I understand that those who use the statement in its several forms think they’re being helpful and safety conscious, but in fact, the opposite is true. It doesn’t help—it clutters the frequency, leads to squeals when several pilots respond simultaneously, and gives the announcer a false sense of security if no one replies. In recognition of those facts, AIM 4-1-9 Traffic Advisory Practices at Airports Without Operating Control Towers proscribes its use:
g. Self-Announce Position and/or Intentions
1. General. Self-announce is a procedure whereby pilots broadcast their position or intended flight activity or ground operation on the designated CTAF. This procedure is used primarily at airports which do not have an FSS on the airport. The self-announce procedure should also be used if a pilot is unable to communicate with the FSS on the designated CTAF. Pilots stating, “Traffic in the area, please advise” is not a recognized Self-Announce Position and/or Intention phrase and should not be used under any condition.
The authors of the AIM rarely go out of their way to disapprove of a particular practice (short of something that conflicts with one or more regulations). That this edict was added attests to the fact that the practice had become common, wasn’t helpful, and needed to be corrected through a specific mention in the AIM.
FAA has updated AC 90-66B: Non-Towered Airport Flight Operations. The new edition includes this language about “any traffic…please advise”:
Note: Pilots are reminded that the use of the phrase, “ANY TRAFFIC IN THE AREA, PLEASE ADVISE,” is not a recognized self-announce position and/or intention phrase and should not be used under any condition. Any traffic that is present at the time of your self-announcement should reply without being prompted to do so.
Announcing your position and intentions per the AIM and other guidance, such as ACs and the FAA training handbooks, effectively alerts other pilots to your presence. “Please advise” is redundant. Those who perceive a conflict will reply as necessary.
If you are listening and looking out as you approach and operate in the traffic pattern, you’ll get the picture of what’s going on. Traffic in the area, please advise, in any form, is counter-productive noise.
Consider the following:
Next time you’re at the airport diner with several of your flying friends, try the following experiment. Assume the winds favor runway 27 at a non-towered airport. Fred, you’re on upwind. Mary, you are at midfield on downwind. Sue, you’re about to turn from base to final. Mike, you’re six miles out planning a straight-in approach. Tom, you’re 8 miles out to the southeast. And you, tuning the CTAF from 10 miles south, announce your position and ask any traffic to advise. See what happens around the table. What do you expect everyone else to say? Who decides who talks first and who follows, in what order? What do they say that they wouldn’t otherwise say as they reach one of the recommended reporting positions? What information wouldn’t you get by following the recommended procedures, completing your pre-landing checks so you can look out the window, monitoring the frequency, and making your reports as recommended in the AIM, ACs, etc.? As for the AIM being non-regulatory…see this item.

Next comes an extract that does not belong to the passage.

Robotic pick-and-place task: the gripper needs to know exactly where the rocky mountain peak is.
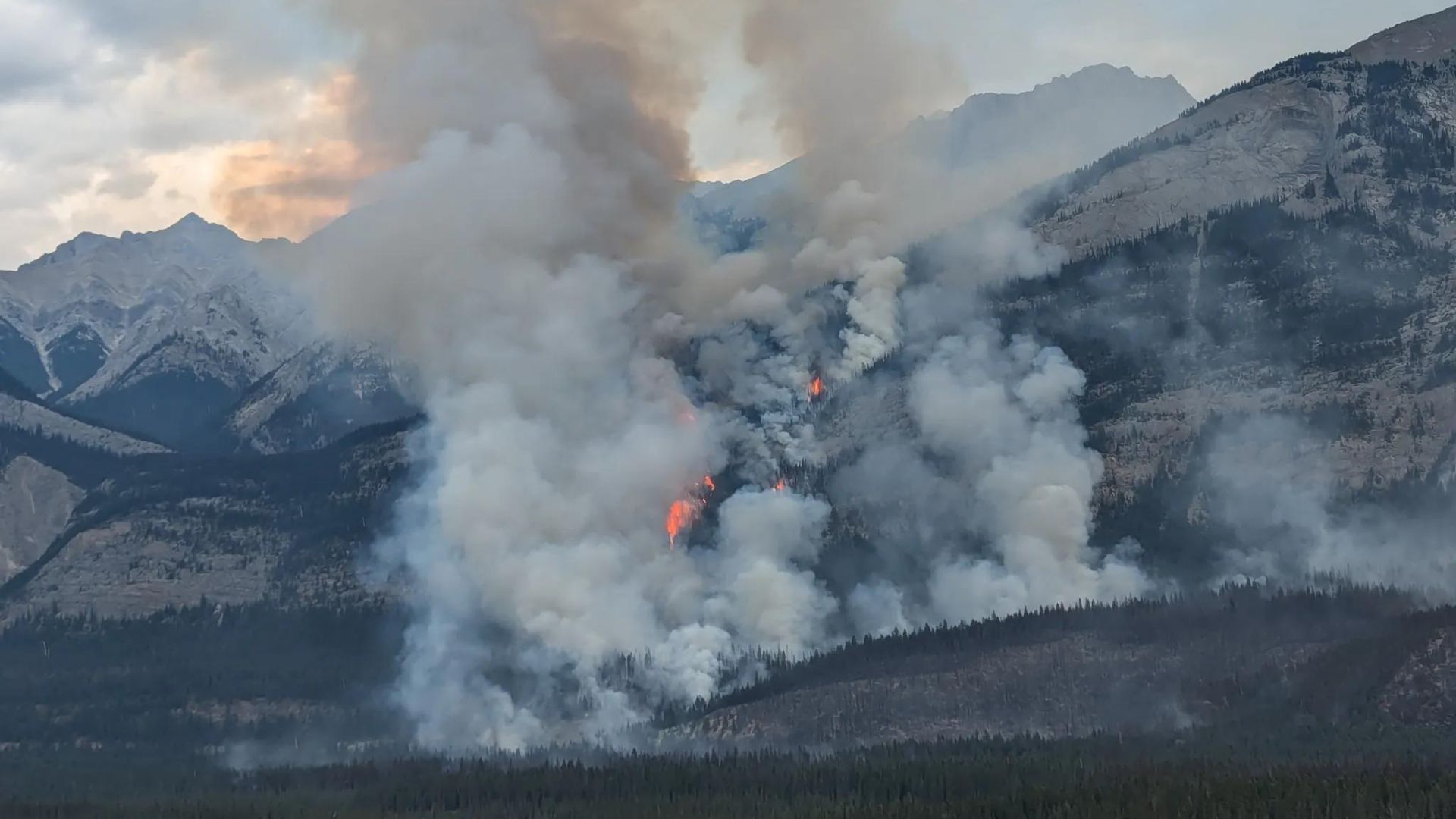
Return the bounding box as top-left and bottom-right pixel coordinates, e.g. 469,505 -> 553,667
1350,6 -> 1456,64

Of course, none of this is intended to discourage pilots from using plain-language, common-sense phraseology to sort out confusion and potential conflicts. Even when talking directly to ATC, sometimes it’s necessary to depart from the official phrasebook to make sure everyone mutually understands what’s going on.
4 thoughts on “‘Any traffic in the area, please advise…’”
I would like your take on the following scenario. You are in a jet IFR into an uncontrolled field that is, let’s say, 1500 OVC. After being cleared for a non-precision step down approach, you are handed over to CTAF. At 145 knots straight in, there isn’t much time to react to traffic that doesn’t advise after your initial call. Obviously, if it’s a busy field you would need to expect to mix in either way. This scenario is what I faced a few times in a CRJ at a regional. It was usually at night so if there was any traffic at all in the area, it would likely be one lone aircraft. In those cases I would ask traffic to advise so as to give that extra prodding in case they weren’t situationally aware listening to the call that I was a fast jet on a straight in.
That’s the scenario most often advanced by advocates of “any traffic…please advise.” I’m not persuaded that the call is an improvement over making the regular, recommended self-announcements. As I noted in the post, the FAA went out of its way in the AIM to declare the “any traffic…” call ill-advised (as close to prohibited as the FAA gets in such matters in the AIM). It’s far from clear that the call alerts pilots who aren’t paying attention and responding per the recommendations. And, of course, there’s no requirement for an aircraft to have and use a radio a non-towered airport in the first place.